Menurut politisi PDIP itu, bahwa dari pihak pengusaha pun mengakui bahwa pekerja magang selama ini kurang terlindungi dari sisi haknya.
"Mereka pekerjaannya sama, bekerja selama 25 hari, jamnya sama dengan karyawan tetap, tetapi mereka tidak mendapat uang jasa pelayanan, sepeser pun," ujarnya
Maka dari itu Apindo mengusulkan agar di dalam Ranperda dimasukkan pekerja magang mendapatkan jasa uang jasa pelayanan (service charge), sejumlah 20 persen dari service charge yang didapat karyawan tetap.

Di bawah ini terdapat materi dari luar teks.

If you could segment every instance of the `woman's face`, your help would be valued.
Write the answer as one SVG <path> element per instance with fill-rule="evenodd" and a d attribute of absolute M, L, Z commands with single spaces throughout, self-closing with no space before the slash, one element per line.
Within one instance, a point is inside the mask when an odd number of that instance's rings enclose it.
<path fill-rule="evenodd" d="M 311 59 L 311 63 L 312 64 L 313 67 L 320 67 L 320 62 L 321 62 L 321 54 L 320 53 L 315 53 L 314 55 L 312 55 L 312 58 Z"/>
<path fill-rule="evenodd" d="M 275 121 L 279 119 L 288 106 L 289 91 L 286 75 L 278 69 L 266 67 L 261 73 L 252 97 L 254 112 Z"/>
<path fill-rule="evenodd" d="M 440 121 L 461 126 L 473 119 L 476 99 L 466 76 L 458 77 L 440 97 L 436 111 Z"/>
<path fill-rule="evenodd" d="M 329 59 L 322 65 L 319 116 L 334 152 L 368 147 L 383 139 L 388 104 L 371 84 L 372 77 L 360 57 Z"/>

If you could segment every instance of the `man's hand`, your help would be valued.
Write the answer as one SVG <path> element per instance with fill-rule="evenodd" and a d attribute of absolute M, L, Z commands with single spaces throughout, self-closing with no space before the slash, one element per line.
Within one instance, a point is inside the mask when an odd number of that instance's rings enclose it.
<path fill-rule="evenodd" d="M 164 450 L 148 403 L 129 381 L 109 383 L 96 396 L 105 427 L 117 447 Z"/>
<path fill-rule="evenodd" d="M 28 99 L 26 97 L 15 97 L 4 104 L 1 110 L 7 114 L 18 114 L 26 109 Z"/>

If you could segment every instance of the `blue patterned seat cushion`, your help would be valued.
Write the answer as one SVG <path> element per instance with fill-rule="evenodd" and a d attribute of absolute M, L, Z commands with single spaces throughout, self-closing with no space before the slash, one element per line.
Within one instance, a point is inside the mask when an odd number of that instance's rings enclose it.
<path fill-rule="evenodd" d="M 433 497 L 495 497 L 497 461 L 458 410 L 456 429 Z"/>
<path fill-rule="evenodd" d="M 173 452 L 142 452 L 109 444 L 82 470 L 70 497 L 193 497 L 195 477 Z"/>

Di samping itu disepakati pula bahwa pekerja magang memperoleh bayaran sesuai upah minimum.
Parta berharap Apindo sebagai asosiasi pengusaha di Bali agar memantau seluruh anggotanya terutama yang masih memberi bayaran di bawah upah minimum.

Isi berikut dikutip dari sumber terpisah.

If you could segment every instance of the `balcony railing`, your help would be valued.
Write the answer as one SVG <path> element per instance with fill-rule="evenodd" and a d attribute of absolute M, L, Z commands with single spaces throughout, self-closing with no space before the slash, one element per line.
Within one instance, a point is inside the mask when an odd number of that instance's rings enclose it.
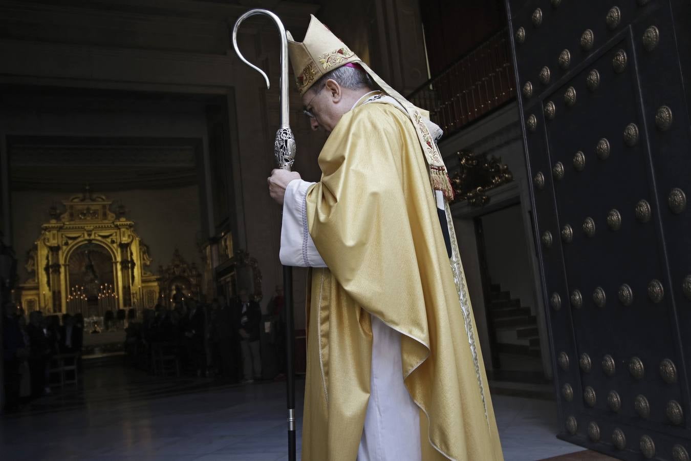
<path fill-rule="evenodd" d="M 408 96 L 445 135 L 515 97 L 507 34 L 500 30 Z"/>

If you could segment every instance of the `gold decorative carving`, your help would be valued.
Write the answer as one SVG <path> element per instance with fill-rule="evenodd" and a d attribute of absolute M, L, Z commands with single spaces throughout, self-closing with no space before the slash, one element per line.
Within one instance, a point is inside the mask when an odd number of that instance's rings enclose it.
<path fill-rule="evenodd" d="M 574 155 L 574 168 L 576 171 L 583 171 L 585 168 L 585 155 L 582 151 L 578 151 Z"/>
<path fill-rule="evenodd" d="M 676 382 L 676 366 L 674 362 L 669 359 L 665 359 L 660 362 L 660 376 L 663 381 L 668 384 L 674 384 Z"/>
<path fill-rule="evenodd" d="M 643 435 L 641 438 L 641 451 L 643 456 L 649 460 L 652 460 L 655 456 L 655 443 L 649 435 Z"/>
<path fill-rule="evenodd" d="M 561 367 L 562 370 L 564 371 L 569 371 L 569 355 L 565 352 L 559 352 L 559 357 L 557 359 L 559 362 L 559 366 Z"/>
<path fill-rule="evenodd" d="M 595 147 L 595 153 L 600 160 L 605 160 L 609 157 L 609 141 L 606 138 L 603 138 L 598 141 L 598 144 Z"/>
<path fill-rule="evenodd" d="M 636 218 L 637 220 L 641 223 L 647 223 L 650 220 L 651 214 L 652 214 L 652 211 L 647 200 L 641 200 L 636 204 Z"/>
<path fill-rule="evenodd" d="M 588 406 L 595 406 L 595 404 L 597 402 L 597 396 L 595 395 L 595 389 L 590 386 L 586 386 L 585 389 L 583 391 L 583 399 L 585 400 L 585 403 L 588 405 Z"/>
<path fill-rule="evenodd" d="M 583 307 L 583 297 L 580 294 L 580 291 L 574 290 L 571 294 L 571 305 L 576 309 Z"/>
<path fill-rule="evenodd" d="M 665 289 L 659 280 L 651 280 L 648 283 L 648 297 L 656 304 L 662 301 L 665 297 Z"/>
<path fill-rule="evenodd" d="M 614 376 L 616 371 L 616 365 L 614 363 L 614 357 L 607 354 L 603 357 L 603 371 L 605 375 L 612 377 Z"/>
<path fill-rule="evenodd" d="M 574 229 L 571 225 L 567 224 L 562 228 L 562 240 L 565 243 L 571 243 L 574 241 Z"/>
<path fill-rule="evenodd" d="M 654 26 L 645 29 L 643 32 L 643 48 L 647 51 L 652 51 L 660 43 L 660 31 Z"/>
<path fill-rule="evenodd" d="M 586 218 L 583 221 L 583 233 L 589 237 L 595 235 L 595 220 L 592 218 Z"/>
<path fill-rule="evenodd" d="M 681 405 L 676 400 L 670 400 L 667 402 L 665 414 L 672 424 L 680 426 L 684 422 L 684 411 L 681 408 Z"/>
<path fill-rule="evenodd" d="M 590 29 L 586 29 L 580 35 L 580 48 L 585 51 L 589 51 L 593 49 L 593 44 L 595 43 L 595 34 Z"/>
<path fill-rule="evenodd" d="M 465 149 L 457 155 L 460 167 L 451 178 L 455 200 L 466 200 L 471 206 L 481 207 L 490 201 L 488 190 L 513 180 L 501 158 L 488 159 L 486 153 L 475 155 Z"/>
<path fill-rule="evenodd" d="M 616 391 L 610 391 L 607 396 L 607 404 L 614 413 L 619 413 L 621 409 L 621 397 Z"/>
<path fill-rule="evenodd" d="M 567 402 L 571 402 L 574 399 L 574 388 L 571 384 L 567 383 L 562 386 L 562 395 L 564 396 L 564 399 Z"/>
<path fill-rule="evenodd" d="M 612 209 L 607 215 L 607 225 L 610 229 L 617 231 L 621 229 L 621 214 L 618 210 Z"/>
<path fill-rule="evenodd" d="M 612 59 L 612 66 L 614 69 L 614 72 L 621 74 L 625 70 L 627 62 L 628 57 L 626 56 L 626 52 L 623 50 L 618 50 L 614 53 L 614 57 Z"/>
<path fill-rule="evenodd" d="M 603 308 L 607 303 L 607 296 L 602 287 L 598 287 L 593 292 L 593 303 L 600 309 Z"/>
<path fill-rule="evenodd" d="M 533 84 L 530 82 L 526 82 L 523 85 L 523 97 L 526 99 L 529 98 L 533 95 Z"/>
<path fill-rule="evenodd" d="M 624 142 L 629 147 L 633 147 L 638 142 L 638 127 L 635 123 L 630 123 L 624 129 Z"/>
<path fill-rule="evenodd" d="M 585 77 L 585 86 L 591 91 L 594 91 L 600 86 L 600 73 L 597 69 L 592 69 Z"/>
<path fill-rule="evenodd" d="M 569 416 L 566 419 L 566 430 L 571 435 L 574 435 L 578 430 L 578 422 L 576 421 L 576 417 Z"/>
<path fill-rule="evenodd" d="M 662 106 L 655 113 L 655 125 L 661 131 L 668 130 L 673 120 L 672 109 L 667 106 Z"/>
<path fill-rule="evenodd" d="M 545 189 L 545 175 L 540 171 L 538 171 L 535 177 L 533 178 L 533 181 L 535 182 L 535 186 L 540 190 Z"/>
<path fill-rule="evenodd" d="M 569 86 L 564 93 L 564 104 L 571 107 L 576 104 L 576 88 Z"/>
<path fill-rule="evenodd" d="M 627 284 L 624 283 L 619 287 L 619 302 L 626 306 L 631 305 L 634 302 L 634 291 Z"/>
<path fill-rule="evenodd" d="M 551 73 L 549 71 L 549 68 L 545 66 L 540 70 L 540 81 L 543 85 L 547 85 L 549 83 L 549 79 L 551 77 Z"/>
<path fill-rule="evenodd" d="M 623 450 L 626 448 L 626 436 L 624 431 L 616 427 L 612 432 L 612 444 L 617 450 Z"/>
<path fill-rule="evenodd" d="M 593 363 L 590 361 L 590 356 L 585 352 L 581 354 L 580 358 L 578 359 L 578 365 L 584 373 L 589 373 L 593 368 Z"/>
<path fill-rule="evenodd" d="M 554 164 L 554 167 L 552 168 L 552 176 L 554 176 L 554 179 L 560 180 L 564 178 L 564 164 L 561 162 L 557 162 Z"/>
<path fill-rule="evenodd" d="M 600 426 L 594 421 L 591 421 L 588 424 L 588 438 L 591 442 L 600 440 Z"/>
<path fill-rule="evenodd" d="M 629 361 L 629 373 L 636 379 L 643 379 L 645 374 L 645 368 L 643 367 L 643 362 L 637 357 L 631 357 Z"/>
<path fill-rule="evenodd" d="M 675 187 L 670 192 L 667 203 L 672 212 L 679 214 L 686 209 L 686 194 L 681 189 Z"/>
<path fill-rule="evenodd" d="M 650 417 L 650 404 L 648 403 L 645 395 L 638 394 L 636 396 L 636 398 L 634 399 L 634 408 L 638 416 L 643 419 L 647 420 Z"/>
<path fill-rule="evenodd" d="M 569 66 L 571 64 L 571 52 L 568 50 L 562 50 L 559 53 L 559 57 L 557 58 L 557 62 L 559 63 L 559 67 L 565 70 L 569 68 Z"/>
<path fill-rule="evenodd" d="M 556 106 L 554 105 L 554 103 L 551 101 L 547 101 L 547 104 L 545 104 L 545 116 L 549 120 L 553 120 L 556 113 Z"/>
<path fill-rule="evenodd" d="M 561 309 L 561 297 L 559 296 L 559 293 L 552 293 L 552 295 L 549 297 L 549 304 L 554 310 Z"/>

"Kami sudah menerima slip gaji Rp1,6 juta, Rp1,7 juta. Dengan mudah juga kita menemukan data perusahaan yang tidak mendaftarkan pekerjanya ke BPJS," ujar politikus asal Kabupaten Gianyar ini.

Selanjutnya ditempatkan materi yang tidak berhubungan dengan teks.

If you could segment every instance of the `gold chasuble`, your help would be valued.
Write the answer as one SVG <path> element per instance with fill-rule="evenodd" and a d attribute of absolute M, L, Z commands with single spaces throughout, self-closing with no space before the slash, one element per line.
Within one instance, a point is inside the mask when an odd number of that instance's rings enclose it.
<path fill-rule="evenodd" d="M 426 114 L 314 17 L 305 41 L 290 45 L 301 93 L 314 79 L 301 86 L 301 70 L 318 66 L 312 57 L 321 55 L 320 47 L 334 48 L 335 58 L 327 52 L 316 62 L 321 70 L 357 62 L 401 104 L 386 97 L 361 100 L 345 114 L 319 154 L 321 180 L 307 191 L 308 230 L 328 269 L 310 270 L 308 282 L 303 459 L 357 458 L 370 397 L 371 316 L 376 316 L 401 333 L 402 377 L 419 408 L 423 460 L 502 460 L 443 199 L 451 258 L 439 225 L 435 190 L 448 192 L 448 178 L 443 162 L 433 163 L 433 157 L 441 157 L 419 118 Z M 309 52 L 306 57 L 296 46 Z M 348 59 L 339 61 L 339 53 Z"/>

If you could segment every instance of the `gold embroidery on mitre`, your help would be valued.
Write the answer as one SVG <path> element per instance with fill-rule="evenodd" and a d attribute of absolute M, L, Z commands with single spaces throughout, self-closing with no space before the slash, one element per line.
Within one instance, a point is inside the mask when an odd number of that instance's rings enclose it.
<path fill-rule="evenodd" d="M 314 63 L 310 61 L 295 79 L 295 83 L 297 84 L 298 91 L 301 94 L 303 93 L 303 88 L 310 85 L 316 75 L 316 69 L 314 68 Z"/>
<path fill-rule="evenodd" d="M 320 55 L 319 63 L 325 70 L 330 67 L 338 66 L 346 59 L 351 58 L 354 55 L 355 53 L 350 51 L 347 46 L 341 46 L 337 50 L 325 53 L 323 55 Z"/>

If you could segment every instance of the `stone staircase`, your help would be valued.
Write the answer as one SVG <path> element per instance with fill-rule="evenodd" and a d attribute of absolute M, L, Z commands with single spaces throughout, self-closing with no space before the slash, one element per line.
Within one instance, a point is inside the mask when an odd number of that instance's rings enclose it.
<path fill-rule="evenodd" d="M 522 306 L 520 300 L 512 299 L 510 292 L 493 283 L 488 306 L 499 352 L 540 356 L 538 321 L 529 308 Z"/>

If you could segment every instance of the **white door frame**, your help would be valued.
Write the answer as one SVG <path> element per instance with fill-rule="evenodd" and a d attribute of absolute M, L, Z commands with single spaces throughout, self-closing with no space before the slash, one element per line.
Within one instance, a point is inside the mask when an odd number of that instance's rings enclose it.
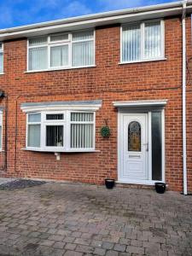
<path fill-rule="evenodd" d="M 153 109 L 155 110 L 155 109 Z M 158 109 L 161 112 L 161 131 L 162 131 L 162 180 L 161 182 L 165 182 L 165 111 L 163 109 Z M 123 125 L 123 115 L 126 113 L 147 113 L 148 114 L 148 180 L 129 180 L 129 181 L 121 181 L 120 180 L 120 172 L 123 168 L 122 163 L 122 155 L 123 155 L 123 147 L 121 145 L 122 142 L 122 125 Z M 143 185 L 154 185 L 155 182 L 160 182 L 156 180 L 152 180 L 152 147 L 151 147 L 151 110 L 143 110 L 143 109 L 134 109 L 131 108 L 130 109 L 125 109 L 122 108 L 118 111 L 118 183 L 126 183 L 132 184 L 143 184 Z"/>

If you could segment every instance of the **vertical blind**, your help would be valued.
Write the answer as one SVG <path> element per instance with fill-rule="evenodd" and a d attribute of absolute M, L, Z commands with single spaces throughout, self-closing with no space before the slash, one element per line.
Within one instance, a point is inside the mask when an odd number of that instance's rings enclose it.
<path fill-rule="evenodd" d="M 94 56 L 93 31 L 29 39 L 29 70 L 90 66 L 94 64 Z"/>
<path fill-rule="evenodd" d="M 63 146 L 63 125 L 46 125 L 46 146 Z"/>
<path fill-rule="evenodd" d="M 92 148 L 94 115 L 92 113 L 71 113 L 71 148 Z M 74 122 L 74 123 L 73 123 Z"/>
<path fill-rule="evenodd" d="M 50 67 L 68 66 L 68 45 L 50 48 Z"/>
<path fill-rule="evenodd" d="M 122 28 L 122 61 L 160 57 L 160 21 L 132 24 Z"/>
<path fill-rule="evenodd" d="M 28 125 L 28 147 L 40 147 L 41 125 Z"/>
<path fill-rule="evenodd" d="M 160 22 L 145 24 L 145 58 L 150 59 L 161 55 Z"/>
<path fill-rule="evenodd" d="M 133 61 L 141 59 L 140 25 L 130 25 L 123 27 L 122 61 Z"/>
<path fill-rule="evenodd" d="M 29 49 L 29 70 L 41 70 L 47 68 L 48 55 L 47 47 Z"/>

Parta pun mencontohkan di Makassar UMP-nya Rp2,8 juta. Bahkan di Manado UMP-nya R 3 juta. Sementara Bali hanya Rp2.297.000.
"Melihat Makassar dari Bali saja kita sudah tau kelasnya. Tetapi dalam prakteknya UMP-nya jauh lebih tinggi dari Bali," katanya.
Hal selanjutnya yang menjadi sorotan adalah mengenai sertifikat kompetensi bagi pekerja. Banyak pekerja pemula yang belum memiliki sertifikasi kompetensi.
Parta menyebut yang menjadi kendala, pertama, sedikit lembaga yang menyelenggarakan uji kompetensi di Bali. Dan kedua, ada biaya yang harus dikeluarkan pekerja sekitar Rp 500 ribu sampai Rp 1 juta ketika akan mengikuti uji kompetensi itu.
Untuk itu, pihaknya mendorong Pemerintah daerah agar membantu memfasilitasi agar makin cepat pekerja Bali memiliki sertifikasi uji kompetensi.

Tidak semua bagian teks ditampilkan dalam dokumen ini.